If you need really high speed and don't care if the bitrate is enormous (or the quality is really poor) you can use speed level 2. The purpose it was created for was from keeping video encoding from falling behind on the OLPC. A live encoder could temporarily switch to it to catch up, for example. But because it disables half of the format, the quality is really terribly except at very high bitrates.

Rate control and quality

Another piece of advice is that by default one pass rate control imposes a buffering constraint: It does not allow the instantaneous bitrate to go above what could be satisfied by a small buffer.
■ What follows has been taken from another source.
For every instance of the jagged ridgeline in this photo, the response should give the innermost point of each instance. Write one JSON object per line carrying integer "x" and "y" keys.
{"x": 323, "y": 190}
This is important for real time streaming, but it can be absolutely brutal on the quality. Two-pass does not, because other video formats used in infinite latency applications don't do any buffer constraint. You can use the buf-delay knob to control the amount of buffer constraint.

Encoder_example peculiarities

Theora uses the JPEG chroma siting. Encoder_example will automatically resample non-jpeg sited input to the JPEG positions. This can be surprising if you don't know that it does it.

Like many other formats Theora must encode an area that is a multiple of 16x16 pixels. If you have a video that isn't a multiple of that size the tools round up then leave a note in the format to tell the decoder to crop down. All tools do this.

Theora has an offset header that allows the cropped header to be some-place other than in one extreme corner of the video. A few decoder tools (e.g. mplayer, ffmpeg) have ignored this offset parameter and sometimes the crop parameter, causing offset videos to come out slightly shifted.

Encoder_example always centers the video. This makes people more likely to notice offset-broken decoders. It does, unfortunately, seem to reduce quality for some clips because of how the invisible area can interact with motion prediction.

Regardless of the encoder used you're best off it you can choose sizes which are a multiple of 16x16.

The most current Theora encoder

You also might want to try out the current encoder rather than the older stuff. It's available from SVN at and can also be used with ffmpeg2theora.

Compared to 1.1, the new encoder produces nicely improved visual results though watch out because the visual optimizations are not good for PSNR (though they do enormously improve SSIM).